Mathematica will always puzzle me.
@arithma: How can you show that any/all is a halting problem? Also, it's fun to implement one in terms of the other.
Filter is the same as Intersection, but it's arguably only an implementation detail in this exercise. From an API point of view they're not the same.

Anyway, show us something for map(). It's the only interesting one.
map(s,f).
What if f: x -> x%2
U = [0, 1, 2, ... 9]
s = x > 5 = [6, 7, 8, 9]
map(s,%2) = [0,1]
If we assume we do have an "any" function, f is a mapping (int->int) and s is a set (int->bool) then:
reverse((int -> bool), int) -> (int -> bool)
reverse(f,x) = (i -> f(i) == x)
map(s,f) = x -> any(and(s,reverse(f,x)))
If the predicate for any/all are indeed computable (which I admit is the only sensible option to begin with), I figure the only problem for implementing any/all are the infinities involved.
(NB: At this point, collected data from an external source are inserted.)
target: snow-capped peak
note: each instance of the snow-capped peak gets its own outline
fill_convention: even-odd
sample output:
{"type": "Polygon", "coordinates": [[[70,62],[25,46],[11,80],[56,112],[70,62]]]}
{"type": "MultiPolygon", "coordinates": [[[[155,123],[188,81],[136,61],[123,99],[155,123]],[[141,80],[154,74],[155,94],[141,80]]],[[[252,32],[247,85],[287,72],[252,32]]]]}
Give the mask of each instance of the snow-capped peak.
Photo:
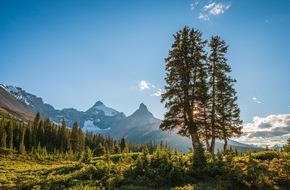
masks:
{"type": "Polygon", "coordinates": [[[104,103],[101,101],[96,102],[90,110],[92,110],[96,114],[103,113],[105,116],[115,116],[119,114],[118,111],[105,106],[104,103]]]}

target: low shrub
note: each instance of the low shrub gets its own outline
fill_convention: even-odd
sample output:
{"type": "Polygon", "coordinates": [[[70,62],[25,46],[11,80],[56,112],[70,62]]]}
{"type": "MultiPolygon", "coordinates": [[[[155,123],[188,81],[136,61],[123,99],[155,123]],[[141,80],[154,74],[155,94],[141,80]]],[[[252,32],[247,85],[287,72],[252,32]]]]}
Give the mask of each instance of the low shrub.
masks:
{"type": "Polygon", "coordinates": [[[258,160],[273,160],[274,158],[280,158],[280,153],[277,151],[261,151],[252,153],[251,156],[258,160]]]}

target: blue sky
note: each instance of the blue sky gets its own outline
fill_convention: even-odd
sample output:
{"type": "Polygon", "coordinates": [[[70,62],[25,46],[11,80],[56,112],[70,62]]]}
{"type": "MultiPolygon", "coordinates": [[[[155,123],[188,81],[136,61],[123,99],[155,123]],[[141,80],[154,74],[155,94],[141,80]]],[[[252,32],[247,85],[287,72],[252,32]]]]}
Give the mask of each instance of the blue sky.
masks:
{"type": "Polygon", "coordinates": [[[229,45],[245,123],[290,113],[288,0],[1,0],[0,83],[58,109],[143,102],[163,118],[164,58],[185,25],[229,45]]]}

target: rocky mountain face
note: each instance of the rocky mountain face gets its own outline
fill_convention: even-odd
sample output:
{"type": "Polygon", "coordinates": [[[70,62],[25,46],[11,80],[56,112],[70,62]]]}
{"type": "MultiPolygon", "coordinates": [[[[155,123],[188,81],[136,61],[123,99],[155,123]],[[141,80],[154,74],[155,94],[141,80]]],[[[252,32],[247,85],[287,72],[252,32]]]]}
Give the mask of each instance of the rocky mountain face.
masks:
{"type": "Polygon", "coordinates": [[[162,139],[157,138],[157,136],[164,133],[159,130],[160,123],[161,120],[155,118],[142,103],[139,109],[113,126],[112,130],[107,131],[106,134],[115,138],[124,137],[130,141],[139,143],[156,141],[157,139],[162,139]]]}
{"type": "Polygon", "coordinates": [[[78,122],[84,131],[101,132],[111,128],[115,123],[126,117],[124,113],[108,108],[100,101],[96,102],[85,112],[74,108],[58,110],[50,104],[44,103],[42,98],[30,94],[20,87],[2,86],[22,104],[31,109],[34,114],[39,112],[42,118],[49,118],[57,124],[60,124],[62,119],[65,119],[68,127],[71,127],[74,122],[78,122]]]}
{"type": "MultiPolygon", "coordinates": [[[[42,98],[30,94],[19,87],[2,85],[3,90],[7,93],[5,96],[14,98],[30,112],[32,110],[34,112],[32,114],[40,112],[43,118],[50,118],[52,122],[57,124],[60,124],[64,118],[68,127],[71,127],[74,122],[78,122],[84,132],[101,133],[116,139],[124,137],[130,142],[140,144],[149,141],[157,143],[163,141],[168,142],[172,148],[178,147],[179,150],[185,152],[191,147],[189,138],[181,137],[174,132],[161,131],[159,129],[161,120],[155,118],[143,103],[133,114],[126,117],[123,112],[109,108],[101,101],[96,102],[85,112],[73,108],[58,110],[54,109],[50,104],[44,103],[42,98]]],[[[15,102],[12,102],[12,105],[14,104],[16,105],[15,102]]],[[[30,112],[27,111],[27,113],[30,112]]],[[[231,145],[243,151],[255,148],[230,140],[229,146],[231,145]]],[[[222,149],[222,147],[223,143],[217,142],[216,148],[222,149]]]]}
{"type": "Polygon", "coordinates": [[[15,117],[29,122],[35,117],[33,110],[31,110],[25,103],[15,98],[6,86],[0,84],[0,111],[5,114],[11,114],[15,117]]]}

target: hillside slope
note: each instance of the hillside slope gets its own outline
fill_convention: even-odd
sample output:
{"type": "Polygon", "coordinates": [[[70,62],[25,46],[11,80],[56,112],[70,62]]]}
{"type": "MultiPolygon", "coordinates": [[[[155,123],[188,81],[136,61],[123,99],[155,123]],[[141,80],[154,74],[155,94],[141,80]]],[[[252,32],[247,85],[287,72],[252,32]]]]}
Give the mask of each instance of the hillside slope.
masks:
{"type": "Polygon", "coordinates": [[[35,113],[26,104],[11,95],[4,85],[0,85],[0,111],[26,122],[33,121],[35,117],[35,113]]]}

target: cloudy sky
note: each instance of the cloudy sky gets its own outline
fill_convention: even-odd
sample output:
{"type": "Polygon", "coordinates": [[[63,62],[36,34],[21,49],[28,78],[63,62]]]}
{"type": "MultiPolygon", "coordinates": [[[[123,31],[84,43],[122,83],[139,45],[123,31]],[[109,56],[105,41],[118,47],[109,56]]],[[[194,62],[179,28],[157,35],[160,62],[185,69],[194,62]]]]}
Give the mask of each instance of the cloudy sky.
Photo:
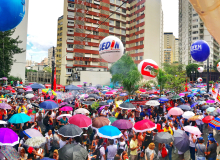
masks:
{"type": "MultiPolygon", "coordinates": [[[[178,37],[178,0],[162,0],[164,32],[178,37]]],[[[63,0],[29,0],[27,57],[40,62],[56,46],[57,19],[63,15],[63,0]]]]}

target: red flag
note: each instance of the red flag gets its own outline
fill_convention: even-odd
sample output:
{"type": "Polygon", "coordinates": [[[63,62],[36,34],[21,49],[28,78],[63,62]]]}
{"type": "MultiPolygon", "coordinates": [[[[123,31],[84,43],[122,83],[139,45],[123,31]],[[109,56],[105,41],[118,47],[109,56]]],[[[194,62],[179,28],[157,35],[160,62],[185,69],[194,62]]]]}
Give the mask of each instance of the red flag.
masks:
{"type": "Polygon", "coordinates": [[[186,78],[186,84],[185,84],[185,92],[187,92],[187,78],[186,78]]]}
{"type": "Polygon", "coordinates": [[[56,77],[56,67],[54,70],[54,79],[53,79],[53,90],[56,91],[56,87],[57,87],[57,77],[56,77]]]}

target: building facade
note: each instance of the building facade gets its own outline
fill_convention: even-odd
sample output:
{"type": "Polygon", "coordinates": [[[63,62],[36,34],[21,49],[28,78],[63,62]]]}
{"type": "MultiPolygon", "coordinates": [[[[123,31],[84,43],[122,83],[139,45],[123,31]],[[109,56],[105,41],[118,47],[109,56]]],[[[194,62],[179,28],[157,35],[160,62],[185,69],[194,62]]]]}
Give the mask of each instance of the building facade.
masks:
{"type": "Polygon", "coordinates": [[[179,39],[175,38],[175,54],[174,61],[179,62],[179,39]]]}
{"type": "Polygon", "coordinates": [[[164,63],[173,63],[175,56],[175,36],[172,32],[164,33],[164,63]]]}
{"type": "MultiPolygon", "coordinates": [[[[54,47],[55,55],[56,55],[56,47],[54,47]]],[[[53,57],[53,47],[48,49],[48,66],[52,67],[52,57],[53,57]]]]}
{"type": "MultiPolygon", "coordinates": [[[[12,35],[12,38],[17,38],[19,36],[18,40],[21,40],[22,43],[19,44],[20,48],[23,48],[26,50],[27,46],[27,25],[28,25],[28,6],[29,6],[29,0],[25,0],[25,16],[21,23],[15,28],[15,32],[12,35]]],[[[10,75],[15,77],[20,77],[22,81],[25,81],[25,66],[26,66],[26,51],[21,54],[15,54],[13,56],[13,59],[15,60],[13,62],[13,65],[11,66],[11,72],[10,75]]]]}
{"type": "MultiPolygon", "coordinates": [[[[111,76],[108,72],[108,63],[99,56],[99,43],[109,35],[121,39],[125,52],[130,54],[136,64],[143,59],[153,59],[158,65],[161,64],[163,54],[161,0],[125,2],[64,0],[64,14],[58,18],[57,25],[55,56],[57,83],[65,85],[71,79],[73,84],[84,81],[90,83],[90,77],[82,79],[81,76],[87,71],[93,74],[100,72],[96,73],[96,76],[102,77],[105,74],[109,79],[111,76]]],[[[103,81],[107,83],[107,80],[103,81]]],[[[110,79],[108,81],[110,82],[110,79]]]]}
{"type": "Polygon", "coordinates": [[[190,54],[191,45],[197,40],[205,40],[210,47],[209,63],[214,64],[220,58],[219,44],[210,35],[203,21],[189,1],[179,0],[179,54],[180,63],[188,65],[198,63],[206,66],[207,61],[196,62],[190,54]]]}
You can subvert those two problems by returning, in each case, a function that acts on sets so that computation is deferred until the actual set you need to compute against is available. This would make it more of an "expression builder".
3 months later
@Rahmu, I agree with Arithma that any/all are very probably equivalent to the halting problem. You're asking the computer to determine whether the output of a function will *always*(in the case of all, for any, if it will ever) be true when run against a procedurally generated set of potentially infinite size.
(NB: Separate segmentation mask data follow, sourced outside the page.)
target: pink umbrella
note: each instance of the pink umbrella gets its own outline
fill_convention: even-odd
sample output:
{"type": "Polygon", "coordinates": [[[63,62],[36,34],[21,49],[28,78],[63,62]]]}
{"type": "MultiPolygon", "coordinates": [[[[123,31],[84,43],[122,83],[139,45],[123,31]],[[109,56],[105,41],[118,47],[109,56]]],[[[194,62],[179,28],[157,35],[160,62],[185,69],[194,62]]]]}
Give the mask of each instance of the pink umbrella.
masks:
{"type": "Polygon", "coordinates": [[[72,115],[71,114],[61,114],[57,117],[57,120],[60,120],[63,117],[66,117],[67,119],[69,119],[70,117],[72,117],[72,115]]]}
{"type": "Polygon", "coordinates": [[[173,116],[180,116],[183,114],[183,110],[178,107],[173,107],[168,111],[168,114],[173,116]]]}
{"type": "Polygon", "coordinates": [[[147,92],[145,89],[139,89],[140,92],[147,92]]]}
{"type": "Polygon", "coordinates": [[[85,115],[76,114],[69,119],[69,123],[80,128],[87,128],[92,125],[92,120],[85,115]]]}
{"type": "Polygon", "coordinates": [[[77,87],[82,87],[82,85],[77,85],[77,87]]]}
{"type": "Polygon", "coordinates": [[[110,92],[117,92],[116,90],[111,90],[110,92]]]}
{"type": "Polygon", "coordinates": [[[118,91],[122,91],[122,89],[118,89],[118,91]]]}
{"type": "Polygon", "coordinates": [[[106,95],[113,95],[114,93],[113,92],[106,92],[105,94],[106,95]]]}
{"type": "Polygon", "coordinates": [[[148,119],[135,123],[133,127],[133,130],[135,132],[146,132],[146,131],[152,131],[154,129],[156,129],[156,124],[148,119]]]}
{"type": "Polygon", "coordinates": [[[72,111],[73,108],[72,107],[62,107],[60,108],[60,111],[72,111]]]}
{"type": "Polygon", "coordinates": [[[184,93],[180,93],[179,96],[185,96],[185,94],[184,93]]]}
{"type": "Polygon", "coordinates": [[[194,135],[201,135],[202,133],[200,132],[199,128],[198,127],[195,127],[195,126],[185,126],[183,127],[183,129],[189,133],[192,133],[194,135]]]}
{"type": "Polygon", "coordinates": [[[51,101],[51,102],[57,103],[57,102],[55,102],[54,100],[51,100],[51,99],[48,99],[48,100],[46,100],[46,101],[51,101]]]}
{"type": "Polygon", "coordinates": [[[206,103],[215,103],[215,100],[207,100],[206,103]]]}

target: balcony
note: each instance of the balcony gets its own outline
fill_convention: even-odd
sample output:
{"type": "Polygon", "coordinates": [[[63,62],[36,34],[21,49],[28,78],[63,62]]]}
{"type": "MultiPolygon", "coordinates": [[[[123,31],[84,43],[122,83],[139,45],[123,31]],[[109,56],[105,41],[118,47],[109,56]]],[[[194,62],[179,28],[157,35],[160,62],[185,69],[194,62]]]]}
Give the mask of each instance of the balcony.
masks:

Let me put it this way. If you could implement "any" then your program would have to be able to prove Fermat's last theorem. How so? Consider the following function in python:
def divide(n):
    # divide n into 4 parts
    # We assume len(str(n))%4 == 0, we can generalize to cases that do
    # not have this property but this should make the point well enough
    s = str(n)
    l = len(s)/4
    return map(int, (s[:l], s[l:l*2], s[l*2:l*3], s[l*3:l*4]))  

def f(n):
    a,b,c,exp = divide(n)
    return a**exp+b**exp == c**exp

Example usage:

>>> f(3452) # 3^2+4^2=25==5^2 => return True
True
>>> f(3453) # 3^3+4^3=93!=5^3 => return False
False
>>> 

Now, consider the following function based on f:

def g(n):
    a,b,c,exp = divide(n):
    if exp <= 2:
        return False
    return f(n)

And the following set(basically Z):

def Z(n):
    return True

Now, to have any(Z,g) respond with the correct answer, that is, False, it would have to prove Fermat's last theorem. Somehow, I doubt any of us would be able to write such a program.